Die Start-ups wollen ihre Kartenlesegeräte für Smartphones zukünftig gemeinsam verkaufen. Doch der Zusammenschluss soll Stellenstreichungen mit sich bringen.

Die Gerüchteküche hatte schon länger gebrodelt, jetzt ist es offiziell: Die beiden mobile Payment Start-ups Payleven und SumUp fusionieren, wie heute bekannt wurde. Alle Anteilseigner hätten der Transaktion zugestimmt, die neu entstandene Firma, die unter dem Namen SumUp agieren wird, soll von SumUp-Chef Daniel Klein geführt werden. Payleven-Mitgründer Konstantin Wolff wird Marketing-Chef. Wie sich die Anteile an dem neuen Unternehmen auf die bisherigen Investoren verteilen werden, teilte Sumup auf Anfrage von Wirtschaftswoche-Gründer nicht mit.
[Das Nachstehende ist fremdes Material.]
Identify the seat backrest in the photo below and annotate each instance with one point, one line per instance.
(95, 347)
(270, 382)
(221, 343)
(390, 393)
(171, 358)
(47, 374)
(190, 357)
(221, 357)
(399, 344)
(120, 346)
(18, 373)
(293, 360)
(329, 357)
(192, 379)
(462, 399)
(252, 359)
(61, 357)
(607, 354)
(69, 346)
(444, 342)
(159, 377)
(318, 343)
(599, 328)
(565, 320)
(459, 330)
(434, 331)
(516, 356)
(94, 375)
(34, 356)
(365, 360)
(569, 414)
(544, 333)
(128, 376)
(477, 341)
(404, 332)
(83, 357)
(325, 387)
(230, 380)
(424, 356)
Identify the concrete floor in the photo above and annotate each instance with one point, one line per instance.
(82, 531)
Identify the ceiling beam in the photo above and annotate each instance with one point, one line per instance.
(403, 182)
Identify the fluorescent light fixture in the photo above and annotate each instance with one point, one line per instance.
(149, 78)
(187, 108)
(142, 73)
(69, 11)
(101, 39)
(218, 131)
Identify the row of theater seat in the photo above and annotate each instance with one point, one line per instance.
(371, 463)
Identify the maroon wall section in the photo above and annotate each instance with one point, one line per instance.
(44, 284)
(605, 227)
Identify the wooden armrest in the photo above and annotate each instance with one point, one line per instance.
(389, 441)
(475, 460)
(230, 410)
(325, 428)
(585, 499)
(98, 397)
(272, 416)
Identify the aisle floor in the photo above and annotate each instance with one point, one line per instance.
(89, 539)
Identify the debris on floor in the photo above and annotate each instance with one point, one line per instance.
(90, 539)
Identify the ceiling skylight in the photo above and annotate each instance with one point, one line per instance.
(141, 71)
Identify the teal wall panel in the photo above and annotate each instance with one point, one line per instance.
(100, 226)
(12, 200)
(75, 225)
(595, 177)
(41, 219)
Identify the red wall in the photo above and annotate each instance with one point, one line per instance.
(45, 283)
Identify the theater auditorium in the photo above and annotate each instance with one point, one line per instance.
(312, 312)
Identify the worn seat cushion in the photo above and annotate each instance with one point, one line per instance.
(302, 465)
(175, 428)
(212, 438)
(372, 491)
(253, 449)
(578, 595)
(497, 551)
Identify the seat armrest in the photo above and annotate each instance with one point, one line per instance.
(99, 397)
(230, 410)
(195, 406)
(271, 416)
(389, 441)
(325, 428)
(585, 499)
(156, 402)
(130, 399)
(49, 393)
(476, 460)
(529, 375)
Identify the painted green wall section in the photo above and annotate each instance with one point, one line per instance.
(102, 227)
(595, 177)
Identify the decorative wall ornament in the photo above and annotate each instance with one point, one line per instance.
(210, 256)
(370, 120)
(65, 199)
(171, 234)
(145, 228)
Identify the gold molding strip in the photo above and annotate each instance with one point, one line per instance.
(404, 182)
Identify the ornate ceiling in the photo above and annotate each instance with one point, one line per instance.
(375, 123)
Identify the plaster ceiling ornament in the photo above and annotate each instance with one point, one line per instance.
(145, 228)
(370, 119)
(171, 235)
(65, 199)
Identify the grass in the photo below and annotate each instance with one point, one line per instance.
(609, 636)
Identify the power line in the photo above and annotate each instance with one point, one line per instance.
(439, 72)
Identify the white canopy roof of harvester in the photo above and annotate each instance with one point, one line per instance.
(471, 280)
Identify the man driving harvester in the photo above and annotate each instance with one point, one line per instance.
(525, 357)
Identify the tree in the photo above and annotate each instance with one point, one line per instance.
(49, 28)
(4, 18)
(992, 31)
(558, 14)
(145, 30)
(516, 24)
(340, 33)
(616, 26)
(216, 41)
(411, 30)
Die IT-Plattform werde von SumUp übernommen, zugleich wolle sein Unternehmen von den Stärken von Payleven im Vertrieb profitieren, sagte Klein gegenüber der Deutschen Presse-Agentur. Man könne sich keinen besseren Partner vorstellen: „Vor uns liegt jede Menge harter Arbeit, doch gemeinsam werden wir neue Wachstumspotentiale erschließen und den Service und das Produktangebot für unsere Händler bedeutend ausbauen können.“

Schnelle Expansion

Die Berliner Unternehmen, die beide seit 2012 auf den Markt sind, haben sich zum Ziel gesetzt kleinen und mittelständischen Unternehmen, wie Bäckereien, Cafés oder Friseursalons die Möglichkeit zu geben ihren Kunden EC- und Kreditkartenzahlungen anzubieten, indem Smartphones und Tablets in Lesegeräte für Karten verwandelt werden.

Beide Anbieter trieben in den vergangenen Jahren eine schnelle Expansion voran, erst im vergangenen Herbst war SumUp in Schweden und in den USA gestartet und ist somit in insgesamt 15 Ländern aktiv.

Nach eigenen Angaben hat das Start-up über 100 Mitarbeiter. Der Expansion vorangegangen war ein Investment über 10 Millionen Euro unetr anderem von BBVAVentures und Groupon. Das bescherte dem Start-up eine Gesamtfinanzierung von 50 Millionen Euro. American Express und weitere existierende Investoren waren ebenfalls an der Finanzierungsrunde beteiligt.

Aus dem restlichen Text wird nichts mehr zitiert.